それはともかく、ロサピアーナの同盟国についてはそういう風潮があるということらしい。
となると、クレイジアのプリズム族は――
「あとはお母様の線を考えると……まあ、つまりはそう言うことね――」
つまりはエレイアの件を発端とする例のセイバルの生物兵器の件である。
もしかしてクレイジアのプリズム族を利用しているということだろうか、その線は確かにありそうだった。
「それにはまずはプリズム族の森がどうなっているかを確かめる必要がありそうだってわけだな。

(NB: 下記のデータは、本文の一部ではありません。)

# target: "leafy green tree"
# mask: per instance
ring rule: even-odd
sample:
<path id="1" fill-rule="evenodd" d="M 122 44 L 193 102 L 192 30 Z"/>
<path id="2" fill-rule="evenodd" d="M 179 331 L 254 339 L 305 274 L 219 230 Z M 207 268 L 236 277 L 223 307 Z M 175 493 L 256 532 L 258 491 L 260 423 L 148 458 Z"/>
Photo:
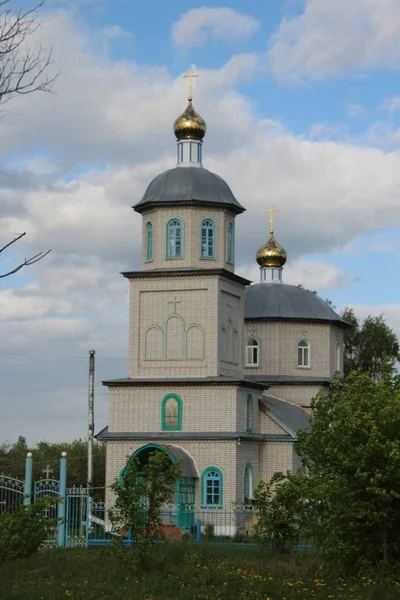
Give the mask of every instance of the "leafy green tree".
<path id="1" fill-rule="evenodd" d="M 0 563 L 37 552 L 57 524 L 56 519 L 46 516 L 53 504 L 54 499 L 39 498 L 34 504 L 22 504 L 16 511 L 0 516 Z"/>
<path id="2" fill-rule="evenodd" d="M 155 451 L 143 466 L 137 457 L 129 459 L 122 479 L 111 485 L 116 498 L 109 517 L 113 533 L 121 540 L 113 550 L 133 570 L 147 569 L 152 545 L 165 538 L 161 509 L 176 493 L 180 474 L 179 464 L 173 463 L 164 452 Z M 133 554 L 122 546 L 127 534 L 132 540 Z"/>
<path id="3" fill-rule="evenodd" d="M 383 577 L 400 566 L 400 377 L 338 377 L 312 409 L 297 449 L 315 541 L 343 570 Z"/>
<path id="4" fill-rule="evenodd" d="M 33 454 L 33 478 L 37 481 L 45 477 L 47 466 L 52 472 L 50 477 L 58 479 L 60 456 L 66 452 L 68 456 L 67 486 L 85 486 L 87 482 L 87 443 L 85 440 L 74 440 L 50 444 L 39 442 L 36 447 L 29 448 L 26 439 L 19 436 L 13 444 L 0 446 L 0 473 L 12 475 L 18 479 L 24 478 L 25 458 L 27 452 Z M 95 443 L 93 446 L 93 488 L 95 499 L 102 499 L 105 486 L 105 446 Z"/>
<path id="5" fill-rule="evenodd" d="M 352 327 L 344 333 L 344 373 L 351 371 L 380 376 L 383 364 L 399 360 L 399 340 L 383 315 L 369 315 L 360 322 L 352 308 L 342 311 L 342 319 Z"/>
<path id="6" fill-rule="evenodd" d="M 289 552 L 304 534 L 308 480 L 298 474 L 275 473 L 269 483 L 261 481 L 254 493 L 257 523 L 255 536 L 279 552 Z"/>

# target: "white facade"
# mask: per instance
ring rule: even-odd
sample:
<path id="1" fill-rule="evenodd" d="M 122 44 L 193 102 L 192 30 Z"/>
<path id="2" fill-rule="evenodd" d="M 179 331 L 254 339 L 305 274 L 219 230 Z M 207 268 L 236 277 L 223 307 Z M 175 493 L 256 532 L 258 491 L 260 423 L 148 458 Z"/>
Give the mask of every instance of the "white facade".
<path id="1" fill-rule="evenodd" d="M 343 333 L 313 319 L 245 319 L 250 282 L 234 273 L 242 210 L 217 200 L 137 209 L 142 270 L 124 273 L 129 370 L 105 382 L 109 425 L 97 437 L 107 443 L 107 485 L 129 457 L 161 448 L 191 463 L 191 502 L 229 508 L 276 471 L 298 468 L 296 431 L 342 370 Z"/>

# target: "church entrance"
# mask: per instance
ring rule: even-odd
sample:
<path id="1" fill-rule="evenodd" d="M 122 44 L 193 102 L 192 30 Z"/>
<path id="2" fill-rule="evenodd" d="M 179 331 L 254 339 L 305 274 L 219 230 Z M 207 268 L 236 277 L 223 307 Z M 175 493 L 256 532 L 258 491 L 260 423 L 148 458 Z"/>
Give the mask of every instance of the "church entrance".
<path id="1" fill-rule="evenodd" d="M 175 524 L 182 529 L 193 527 L 196 480 L 198 479 L 194 460 L 183 448 L 169 444 L 146 444 L 138 448 L 134 456 L 139 459 L 141 466 L 145 466 L 150 455 L 157 451 L 164 452 L 171 462 L 179 462 L 182 470 L 176 486 L 176 496 L 162 511 L 163 521 L 171 523 L 172 517 Z"/>

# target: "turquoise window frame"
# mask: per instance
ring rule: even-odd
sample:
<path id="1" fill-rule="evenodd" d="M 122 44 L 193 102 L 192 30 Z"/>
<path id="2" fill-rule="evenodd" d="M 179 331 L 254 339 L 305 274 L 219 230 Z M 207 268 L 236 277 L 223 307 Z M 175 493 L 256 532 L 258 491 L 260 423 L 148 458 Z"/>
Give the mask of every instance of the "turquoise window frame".
<path id="1" fill-rule="evenodd" d="M 250 477 L 249 477 L 250 475 Z M 251 486 L 251 489 L 250 489 Z M 253 500 L 254 472 L 250 463 L 247 463 L 243 473 L 243 501 Z"/>
<path id="2" fill-rule="evenodd" d="M 215 473 L 217 475 L 217 478 L 213 478 L 211 481 L 218 481 L 218 487 L 219 487 L 219 497 L 218 497 L 218 502 L 207 502 L 207 494 L 208 494 L 208 477 L 210 473 Z M 203 508 L 222 508 L 222 502 L 223 502 L 223 483 L 224 483 L 224 478 L 222 475 L 222 471 L 221 469 L 219 469 L 218 467 L 213 467 L 213 466 L 209 466 L 206 467 L 203 471 L 203 473 L 201 474 L 201 505 Z M 214 486 L 213 486 L 214 487 Z M 212 487 L 212 492 L 211 494 L 214 495 L 214 489 Z"/>
<path id="3" fill-rule="evenodd" d="M 172 236 L 170 236 L 170 231 L 172 231 Z M 172 245 L 170 244 L 172 241 Z M 184 250 L 184 228 L 183 222 L 178 217 L 173 217 L 169 219 L 166 226 L 166 246 L 165 246 L 165 256 L 169 259 L 181 259 L 183 258 L 183 250 Z M 177 249 L 179 247 L 179 252 Z"/>
<path id="4" fill-rule="evenodd" d="M 203 243 L 203 231 L 205 240 Z M 215 223 L 212 219 L 203 219 L 200 223 L 200 258 L 212 260 L 215 259 L 216 248 Z M 211 244 L 210 244 L 211 242 Z"/>
<path id="5" fill-rule="evenodd" d="M 297 367 L 299 369 L 311 368 L 311 346 L 310 342 L 304 338 L 297 344 Z"/>
<path id="6" fill-rule="evenodd" d="M 178 421 L 176 425 L 165 424 L 165 406 L 170 398 L 176 400 L 178 405 Z M 178 394 L 167 394 L 161 402 L 161 431 L 180 431 L 182 429 L 182 400 Z"/>
<path id="7" fill-rule="evenodd" d="M 233 231 L 233 223 L 232 221 L 230 223 L 228 223 L 228 240 L 227 240 L 227 256 L 226 256 L 226 260 L 228 263 L 233 264 L 233 235 L 234 235 L 234 231 Z"/>
<path id="8" fill-rule="evenodd" d="M 246 398 L 246 431 L 251 433 L 254 428 L 254 399 L 251 394 Z"/>
<path id="9" fill-rule="evenodd" d="M 146 223 L 146 262 L 153 260 L 153 223 Z"/>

だけど、今の話を聞く限りだとちょっと絶望的な気がするぞ――」
リリアリスは相槌を打ちつつ話した。
「ええ、まあそうなんだけど。
でもお母様によると、エンブリアのプリズム族はそうなった場合に別の隠れ場所に避難して、そこにいるかもって言ってたわ。
現に、あのラブリズが実は避難場所だったのよ。
元々はいろんな地方から魔女狩り的なことが行われていて、元の場所にいられなくなって、
最終的に彼女らが流れ着いた場所が今のラブリズの場所なんですって――」
そうだったのか、ヒュウガはそう言うがリリアリスはなんだか辛そうな顔をしていた。
大丈夫だろうか、3人は心配そうに言うとリリアリスが言った。
「ごめんごめん、そろそろ限界みたいね。
しばらくは休んでいないとダメそうだからまた数日ぐらいは寝ているわね――」
そう言いながら彼女はモニタの奥から出てきたオリエンネストに支えられ、その傍らにあるソファへと運ばれていた。
「やあ、お3人さん。
ごめんね、無茶をしないようにって言っているんだけど――」
オリエンネストがそう言うとヒュウガはため息をついていた。
「いいって、気にするな。
いつものことだし、そもそも無茶をしたい性格なんだし、
むしろ無茶をしないとリリアリスじゃあない気もするしな、あくまで死なない程度にだが」
オリエンネストは苦笑いしていた。
「そういえばほかの3人は?」
ヒュウガは訊いた。
「ああ、アリエーラさんとフローラさんはなんとか目だけは覚ましたよ。
フィリスさんは起き上がることまではできているけど、未だにベッドから立ち上がるまでには至っていないね――」
それでも全員が目覚めただけよしとしたい、3人ともそう思いつつ安堵していた。